Bien sûr que non. La faillite de General Motors à l’époque n’était pas la faute du marché boursier, et le sort de Lehman Bothers n’était pas non plus la faute des CDO et des autres instruments financiers dans lesquels ils étaient impliqués. Ces instruments et marchés financiers existaient bien avant leur faillite, et existent encore longtemps après. Nous avons à juste titre blâmé les mauvais acteurs dans ces situations, pas les outils qu’ils ont utilisés, et nous avons pris cela comme un rappel de ce que signifie vraiment le risque.

C’est la principale chose que les investisseurs qui observent cette histoire devraient également en tirer. Le risque n’est pas un concept abstrait. C’est une chose réelle, et cela peut vous mordre fort à tout moment. Il y a cependant un autre côté au risque : sur les marchés financiers, vous pouvez être récompensé pour le prendre. Lorsque les temps sont bons, il est facile d’oublier que le risque et la récompense sont liés dans l’équation de base de l’investissement, mais plus le rendement potentiel d’un investissement, quel qu’il soit, est grand, plus le risque est grand.

Si quelqu’un vous offre un retour de 20% sur quelque chose, comme Celsius l’a fait sur les dépôts cryptographiques à un moment donné, il peut être préférable de le considérer comme représentant une chance sur cinq qu’il tombe à zéro au cours d’une année donnée autant qu’une chance pour doubler votre argent en moins de quatre ans.

Les investisseurs en sont toujours conscients, même si ce n’est pas consciemment. Les obligations à gros rendements sont appelées «obligations de pacotille» pour une raison, et nous savons instinctivement que les rendements en dividendes de quinze ou vingt pour cent sur les actions impliquent beaucoup de risque en capital. Et pourtant, lorsque de tels rendements sont offerts ailleurs et que les poules proverbiales rentrent à la maison pour se percher, tout le monde semble oublier ce fait fondamental de l’investissement.

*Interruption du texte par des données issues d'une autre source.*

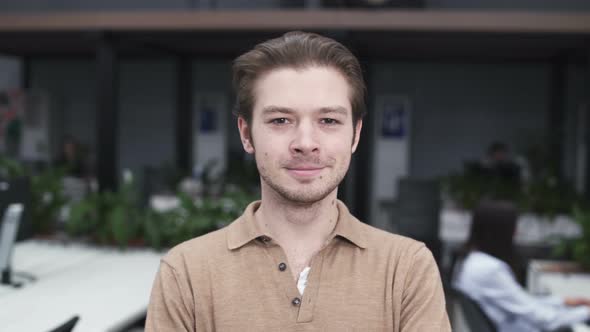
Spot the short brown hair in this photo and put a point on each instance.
(296, 50)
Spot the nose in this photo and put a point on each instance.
(305, 141)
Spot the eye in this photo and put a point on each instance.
(279, 121)
(329, 121)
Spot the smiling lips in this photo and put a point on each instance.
(305, 171)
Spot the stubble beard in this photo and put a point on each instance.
(305, 193)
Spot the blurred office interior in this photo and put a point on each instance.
(116, 117)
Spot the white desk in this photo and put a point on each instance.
(530, 230)
(571, 284)
(107, 288)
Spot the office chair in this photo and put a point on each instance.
(67, 326)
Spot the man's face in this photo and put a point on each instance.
(301, 132)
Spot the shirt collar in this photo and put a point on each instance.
(245, 229)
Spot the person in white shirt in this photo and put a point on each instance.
(484, 273)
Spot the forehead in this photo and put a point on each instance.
(302, 89)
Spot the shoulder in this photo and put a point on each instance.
(198, 250)
(480, 267)
(390, 243)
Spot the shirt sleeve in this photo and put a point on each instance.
(502, 289)
(168, 309)
(423, 302)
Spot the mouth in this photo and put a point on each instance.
(304, 172)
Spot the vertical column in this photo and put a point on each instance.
(556, 115)
(364, 154)
(184, 115)
(586, 130)
(107, 115)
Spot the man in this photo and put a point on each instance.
(297, 260)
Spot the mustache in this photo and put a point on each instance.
(311, 161)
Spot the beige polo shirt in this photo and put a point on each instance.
(238, 279)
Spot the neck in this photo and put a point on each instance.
(297, 225)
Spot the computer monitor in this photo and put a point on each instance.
(18, 190)
(8, 232)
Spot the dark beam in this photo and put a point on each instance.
(107, 114)
(184, 115)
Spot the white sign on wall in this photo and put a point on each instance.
(210, 130)
(391, 157)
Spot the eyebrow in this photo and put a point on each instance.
(285, 110)
(277, 109)
(336, 109)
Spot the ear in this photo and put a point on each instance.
(357, 134)
(245, 131)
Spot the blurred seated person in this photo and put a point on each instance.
(485, 272)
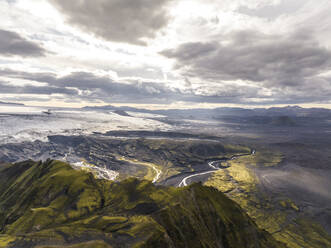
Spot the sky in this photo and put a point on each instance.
(166, 53)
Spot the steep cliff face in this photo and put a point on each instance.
(52, 205)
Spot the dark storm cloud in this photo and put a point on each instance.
(117, 20)
(13, 44)
(6, 88)
(274, 61)
(92, 87)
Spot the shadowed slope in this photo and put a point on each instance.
(52, 205)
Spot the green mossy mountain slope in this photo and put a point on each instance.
(52, 205)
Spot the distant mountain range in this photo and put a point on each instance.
(290, 111)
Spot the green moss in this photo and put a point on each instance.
(68, 208)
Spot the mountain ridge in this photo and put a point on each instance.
(50, 204)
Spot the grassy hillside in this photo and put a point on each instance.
(52, 205)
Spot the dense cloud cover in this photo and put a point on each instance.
(117, 20)
(254, 52)
(282, 61)
(12, 44)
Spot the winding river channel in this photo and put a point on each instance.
(214, 167)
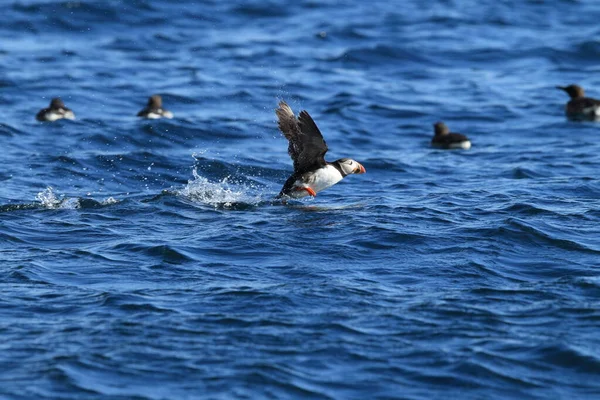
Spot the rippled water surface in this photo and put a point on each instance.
(149, 259)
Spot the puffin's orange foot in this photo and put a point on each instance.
(309, 190)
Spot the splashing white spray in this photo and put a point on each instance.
(216, 194)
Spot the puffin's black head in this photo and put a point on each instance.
(57, 103)
(574, 91)
(155, 101)
(440, 129)
(349, 166)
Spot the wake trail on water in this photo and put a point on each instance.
(222, 194)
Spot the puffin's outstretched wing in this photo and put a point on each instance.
(306, 145)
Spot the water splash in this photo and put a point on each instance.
(50, 200)
(218, 194)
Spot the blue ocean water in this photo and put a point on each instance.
(149, 260)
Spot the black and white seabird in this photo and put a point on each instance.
(57, 110)
(154, 109)
(580, 107)
(444, 139)
(307, 150)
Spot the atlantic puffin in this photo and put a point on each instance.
(154, 109)
(307, 150)
(57, 110)
(580, 107)
(444, 139)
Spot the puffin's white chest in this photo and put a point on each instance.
(53, 115)
(318, 180)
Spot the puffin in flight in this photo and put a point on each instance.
(57, 110)
(580, 107)
(307, 150)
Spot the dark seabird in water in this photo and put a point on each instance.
(444, 139)
(307, 150)
(154, 109)
(57, 110)
(580, 107)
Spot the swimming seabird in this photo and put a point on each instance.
(307, 150)
(444, 139)
(154, 109)
(580, 107)
(57, 110)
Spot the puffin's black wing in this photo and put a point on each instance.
(306, 145)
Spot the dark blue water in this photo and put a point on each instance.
(148, 260)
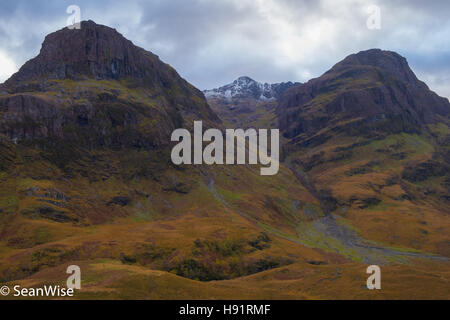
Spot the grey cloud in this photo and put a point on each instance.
(212, 42)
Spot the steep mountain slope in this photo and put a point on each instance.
(86, 179)
(86, 174)
(373, 143)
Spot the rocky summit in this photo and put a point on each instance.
(247, 88)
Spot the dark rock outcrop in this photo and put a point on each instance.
(374, 89)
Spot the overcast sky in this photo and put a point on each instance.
(212, 42)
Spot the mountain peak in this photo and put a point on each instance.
(93, 51)
(386, 61)
(245, 87)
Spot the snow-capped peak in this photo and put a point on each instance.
(246, 87)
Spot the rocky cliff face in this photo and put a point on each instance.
(93, 88)
(371, 87)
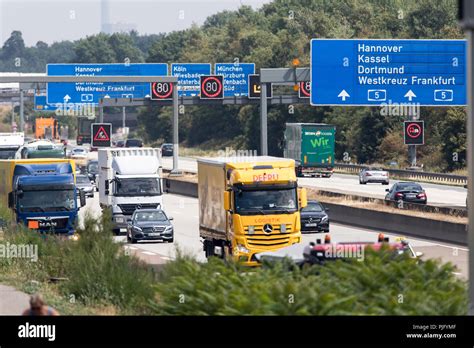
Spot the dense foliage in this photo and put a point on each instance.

Si vous êtes quelqu’un qui a perdu de l’argent lorsque Celsius a chuté, je suis désolé pour votre perte, mais ce n’est pas la faute de Bitcoin. Le temps nous dira si c’était vraiment quelqu’un et s’il y avait ou non une activité néfaste derrière tout cela. Mais pour l’instant, toute la saga est simplement un rappel qu’il n’y a pas de récompense sans risque sur aucun marché, et cela signifie qu’aucun argent que vous ne pouvez pas vous permettre de perdre ne devrait être investi dans quoi que ce soit à la recherche de gros rendements, que ce soit ce sont les actions, la crypto, les hypothèques groupées, la dette des pays du tiers monde ou toute autre chose.

Les vues et opinions exprimées ici sont les vues et opinions de l’auteur et ne reflètent pas nécessairement celles de Nasdaq, Inc.